Ada sejumlah sarjana dan sejarawan yang membahas tentang komunitas Hadrami Arab (baca, “Arab Hadramaut/Yaman) di Asia Tenggara ini seperti van den Berg, van der Kroef, Engseng Ho, Freitag, de Jonge, Azra, Jacobson, dan masih banyak lagi. Menurut para sejarawan ini, ada banyak motivasi kedatangan mereka disini: dari motivasi keagamaan (dakwah misalnya) sampai motivasi ekonomi. Tetapi pada umumnya motivasi terkuat mereka adalah untuk berdagang dan mencari penghidupan.
Sebab-sebab migrasi atau berkelananya bangsa Arab Yaman ke Asia Tenggara juga bervariasi, termasuk karena kekeringan dan kelaparan serta kekacauan sosial-politik yang melanda Yaman. Mereka berdagang dan mencari penghidupan di Asia Tenggara yang sebagian dikirim ke anggota keluarga di Yaman dengan cara dititipkan ke teman.
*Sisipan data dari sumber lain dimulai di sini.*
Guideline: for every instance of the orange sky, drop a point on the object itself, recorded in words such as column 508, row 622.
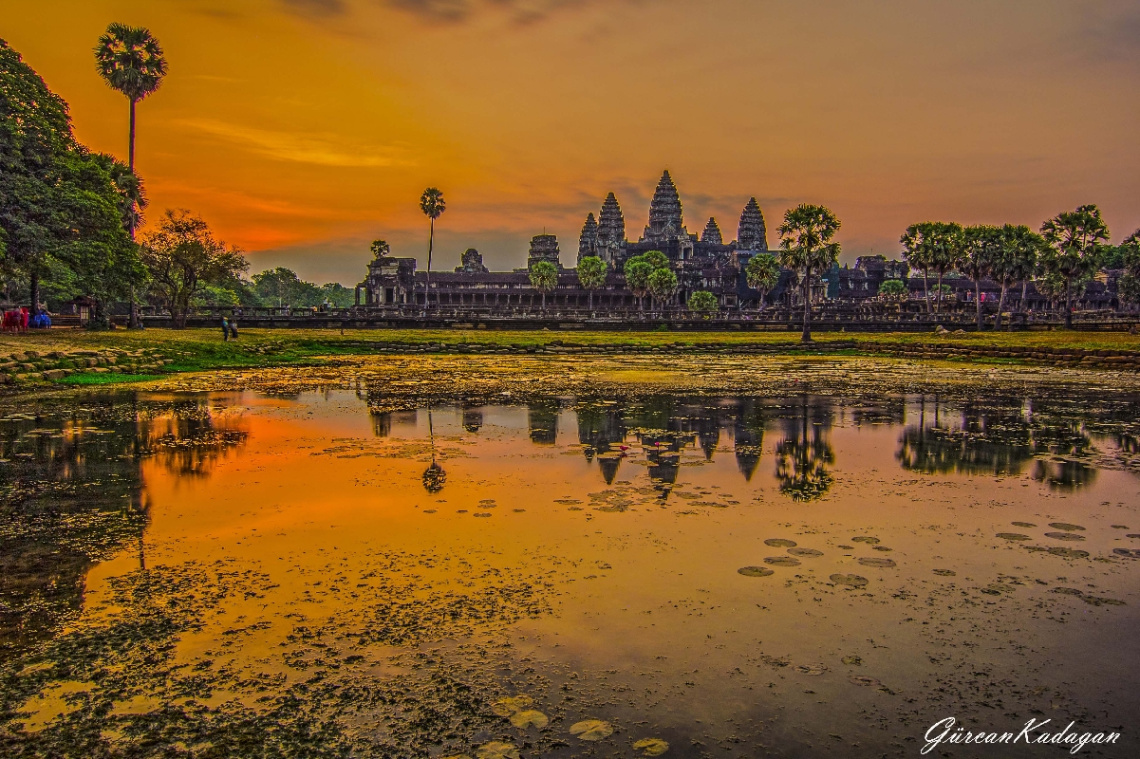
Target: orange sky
column 303, row 129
Seperti saya katakan sebelumnya, tidak semua kaum migran Arab di Nusantara berasal dari keluarga agamis, apalagi dari “keluarga sadah” atau “keturunan” keluarga Nabi Muhammad. Bahkan yang berasal dari “keluarga sadah” ini tergolong sedikit. Kebanyakan justru dari masyarakat non-sadah maupun awam (seperti kelompok Irshadi, qaba’il, maupun du’afa).
Lucunya, dari dulu, masyarakat Nusantara, khususnya kaum Muslim, menganggap semua orang Arab ini adalah para ahli agama sehingga diserahi tugas untuk mengurus masjid, membaca Al-Qur’an, dan hal-ikhwal ritual keislaman. Padahal, tidak semua dari mereka ini berasal dari keluarga terdidik dan relijius. Banyak sekali dari mereka yang berasal dari keluarga awam dan tak terdidik yang minim wawasan keagamaan. Banyak juga dari mereka yang berlatar pedagang, pekerja kasar, maupun bekas budak.
Dulu, kebanyakan dari kaum migran Arab ini adalah laki-laki sehingga banyak dari mereka yang melakukan kawin-mawin dengan perempuan lokal di Nusantara. Hasil dari “perkawinan silang” ini disebut “Arab peranakan” atau populer dengan sebutan “muwallad”. Ini seperti kelompok Mestizos di Amerika Latin atau Filpina, yakni warga keturunan hasil perkawinan silang Eropa/Amerika dengan perempuan setempat. Warga Arab yang tidak memiliki “darah campuran” (mixed blood) disebut “wulayati”.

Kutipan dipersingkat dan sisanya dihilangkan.